The proposal, if finalised, will eliminate any misconception that the “B-1 in lieu of H policy” provides an alternative avenue for foreign professionals to enter the US to perform skilled labour that allows, and potentially even encourages them and their employers, to circumvent the restrictions and requirements relating to the H non-immigrant classification established by the Congress to protect the US workers, the State Department said.
“The B-1 in lieu of H policy visa holders would be subject to independent review by US Customs and Border Protection at US ports of entry, which could include questioning on whether the foreign national will be paid the US prevailing wage,” said Fragomen, a New York-based immigration law services firm.
The new proposal follows a series of such initiatives that the US has taken in the past few weeks ahead of the presidential election. These including increasing the minimum wages for non-immigrant visa holders and also increasing the visa processing fees.

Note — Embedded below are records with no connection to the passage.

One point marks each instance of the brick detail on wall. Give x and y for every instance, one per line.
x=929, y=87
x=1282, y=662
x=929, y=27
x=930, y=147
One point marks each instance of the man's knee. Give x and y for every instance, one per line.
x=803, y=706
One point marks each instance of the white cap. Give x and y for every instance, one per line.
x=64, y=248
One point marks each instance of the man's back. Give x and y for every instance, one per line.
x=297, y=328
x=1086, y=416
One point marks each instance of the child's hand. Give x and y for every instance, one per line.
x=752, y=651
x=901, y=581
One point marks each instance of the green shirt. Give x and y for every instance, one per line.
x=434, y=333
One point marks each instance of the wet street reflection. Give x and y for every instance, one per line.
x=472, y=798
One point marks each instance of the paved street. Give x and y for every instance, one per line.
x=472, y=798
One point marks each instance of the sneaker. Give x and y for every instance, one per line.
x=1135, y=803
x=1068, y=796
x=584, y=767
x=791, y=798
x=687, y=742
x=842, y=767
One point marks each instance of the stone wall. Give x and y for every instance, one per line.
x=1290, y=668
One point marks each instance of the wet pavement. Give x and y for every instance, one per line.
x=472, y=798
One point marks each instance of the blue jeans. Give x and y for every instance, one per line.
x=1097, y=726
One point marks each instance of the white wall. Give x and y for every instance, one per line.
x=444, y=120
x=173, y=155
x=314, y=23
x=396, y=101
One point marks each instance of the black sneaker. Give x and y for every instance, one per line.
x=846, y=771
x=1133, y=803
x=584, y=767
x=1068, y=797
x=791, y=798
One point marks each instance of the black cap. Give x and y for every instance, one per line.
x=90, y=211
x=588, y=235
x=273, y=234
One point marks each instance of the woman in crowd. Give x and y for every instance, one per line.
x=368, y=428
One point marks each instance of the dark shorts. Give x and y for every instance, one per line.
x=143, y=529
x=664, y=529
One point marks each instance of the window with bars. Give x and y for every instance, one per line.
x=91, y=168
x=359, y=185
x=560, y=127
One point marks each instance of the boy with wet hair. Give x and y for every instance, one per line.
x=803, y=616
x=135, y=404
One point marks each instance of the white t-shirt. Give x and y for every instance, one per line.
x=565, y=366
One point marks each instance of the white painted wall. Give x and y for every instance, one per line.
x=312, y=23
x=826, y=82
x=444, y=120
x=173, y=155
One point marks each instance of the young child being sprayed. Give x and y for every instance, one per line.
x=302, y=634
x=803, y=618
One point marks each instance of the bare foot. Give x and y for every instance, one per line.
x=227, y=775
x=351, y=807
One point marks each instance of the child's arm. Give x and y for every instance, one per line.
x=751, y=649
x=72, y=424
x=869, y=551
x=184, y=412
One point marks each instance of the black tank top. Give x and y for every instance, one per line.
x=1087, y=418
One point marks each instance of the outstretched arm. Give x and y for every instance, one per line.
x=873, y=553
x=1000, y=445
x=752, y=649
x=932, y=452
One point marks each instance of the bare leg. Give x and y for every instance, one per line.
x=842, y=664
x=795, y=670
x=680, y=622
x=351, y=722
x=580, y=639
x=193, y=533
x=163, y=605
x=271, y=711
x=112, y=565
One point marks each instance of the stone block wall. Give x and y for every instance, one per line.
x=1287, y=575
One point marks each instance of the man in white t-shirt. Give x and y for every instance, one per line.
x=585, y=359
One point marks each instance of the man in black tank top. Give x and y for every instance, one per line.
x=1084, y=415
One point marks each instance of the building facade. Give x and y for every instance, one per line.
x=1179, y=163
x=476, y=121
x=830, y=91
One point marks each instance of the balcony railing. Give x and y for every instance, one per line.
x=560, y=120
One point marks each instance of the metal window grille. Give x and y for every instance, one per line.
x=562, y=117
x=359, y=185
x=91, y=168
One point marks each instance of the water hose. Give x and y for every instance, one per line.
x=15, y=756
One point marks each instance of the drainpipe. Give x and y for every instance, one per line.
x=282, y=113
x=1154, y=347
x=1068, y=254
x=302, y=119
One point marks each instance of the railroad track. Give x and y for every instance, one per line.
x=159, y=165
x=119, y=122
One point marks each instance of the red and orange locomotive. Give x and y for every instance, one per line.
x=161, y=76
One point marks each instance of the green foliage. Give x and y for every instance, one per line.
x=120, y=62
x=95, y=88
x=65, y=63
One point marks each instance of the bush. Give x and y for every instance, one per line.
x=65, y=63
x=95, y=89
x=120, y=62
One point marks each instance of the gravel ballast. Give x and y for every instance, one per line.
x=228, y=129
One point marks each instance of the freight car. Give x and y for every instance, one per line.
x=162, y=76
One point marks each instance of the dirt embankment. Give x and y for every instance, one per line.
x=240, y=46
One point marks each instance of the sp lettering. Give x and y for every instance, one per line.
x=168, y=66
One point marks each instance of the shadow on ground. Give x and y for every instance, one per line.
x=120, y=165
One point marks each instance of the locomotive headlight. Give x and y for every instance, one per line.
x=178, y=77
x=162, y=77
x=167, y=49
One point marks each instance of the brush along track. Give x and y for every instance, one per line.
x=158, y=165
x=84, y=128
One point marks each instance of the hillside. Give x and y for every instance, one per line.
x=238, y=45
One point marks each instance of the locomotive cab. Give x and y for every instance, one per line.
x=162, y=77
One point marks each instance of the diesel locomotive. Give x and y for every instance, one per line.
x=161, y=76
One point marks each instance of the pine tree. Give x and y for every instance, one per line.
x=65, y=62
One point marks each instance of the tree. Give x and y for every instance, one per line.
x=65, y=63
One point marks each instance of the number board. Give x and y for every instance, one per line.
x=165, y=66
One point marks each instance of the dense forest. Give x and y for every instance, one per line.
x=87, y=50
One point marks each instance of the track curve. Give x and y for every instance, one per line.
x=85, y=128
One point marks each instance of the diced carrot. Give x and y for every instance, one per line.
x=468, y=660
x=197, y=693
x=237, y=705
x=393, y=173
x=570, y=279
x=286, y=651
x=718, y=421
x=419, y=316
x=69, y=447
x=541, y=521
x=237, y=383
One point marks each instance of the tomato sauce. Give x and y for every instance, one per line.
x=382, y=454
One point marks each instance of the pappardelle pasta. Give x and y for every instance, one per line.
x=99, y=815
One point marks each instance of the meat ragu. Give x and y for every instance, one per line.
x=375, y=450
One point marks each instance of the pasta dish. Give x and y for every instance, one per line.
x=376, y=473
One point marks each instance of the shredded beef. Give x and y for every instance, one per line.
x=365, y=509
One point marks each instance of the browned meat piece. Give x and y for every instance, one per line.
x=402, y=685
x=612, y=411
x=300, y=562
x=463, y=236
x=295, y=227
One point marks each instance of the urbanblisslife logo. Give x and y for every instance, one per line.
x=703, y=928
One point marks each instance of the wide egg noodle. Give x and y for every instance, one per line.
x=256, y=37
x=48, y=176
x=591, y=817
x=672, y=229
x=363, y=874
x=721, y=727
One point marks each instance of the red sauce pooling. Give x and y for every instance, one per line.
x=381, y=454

One of the reasons why Indian IT firms
feel largely insulated is that 60-70 per cent of their workforce in the US are either local hires or not dependent on visas. The companies
have also shown signs of going aggressive on such hiring over the next few years.
Tata Consultancy Services
(TCS), India’s largest IT firm, plans to hire 10,000 individuals in the next two years. This, along with location-independent work model (SBWS), will help the company mitigate the visa risks. “I’m not losing my sleep over it,” Milind Lakkad, chief human resource officer at TCS told Business Standard in an interview earlier. “The changes in the mindsets of our customers to have a location-independent delivery is also going to play a significant role going forward. It is a big change that has happened six months ago and now.”
Last month, Infosys
also announced plans to hire 12,000 American workers over the next two years, bringing its hiring commitment in the country to 25,000 over five years.
HCL Technologies’ Chief Human Resource Officer V V Apparao called the recent changes to the US visa rules as not being “helpful” to the overall IT industry as it may lead to further talent crunch. “However, almost 70 per cent (of our workforce) is visa independent and the minimal wages rule would apply to only transfers and extensions. HCL Tech had only 500 such cases this year out of its 22,000-strong workforce in the US,” he added.
US President Donald Trump’s administration has been creating multiple roadblocks on the visa front in line with its anti-immigration stance.
Earlier this month, the Department of Labour (DOL) increased the minimum wages for H-1B, H-1B1, E-3 and I-140s types of visas in a move to encourage firms to employ local workers. A rule was also passed to tighten eligibility criteria for H1B visas. The move will result in at least 40 per cent increase in wages for top Indian IT service providers, according to Cato Institute’s study.
The filing fees for H-1B high-skill visas was also increased by 21 per cent to $555, while that for L (intra-company transfer) visas has been increased by 75 per cent to $850. However, a US district court had provided preliminary injunction against the move being implemented.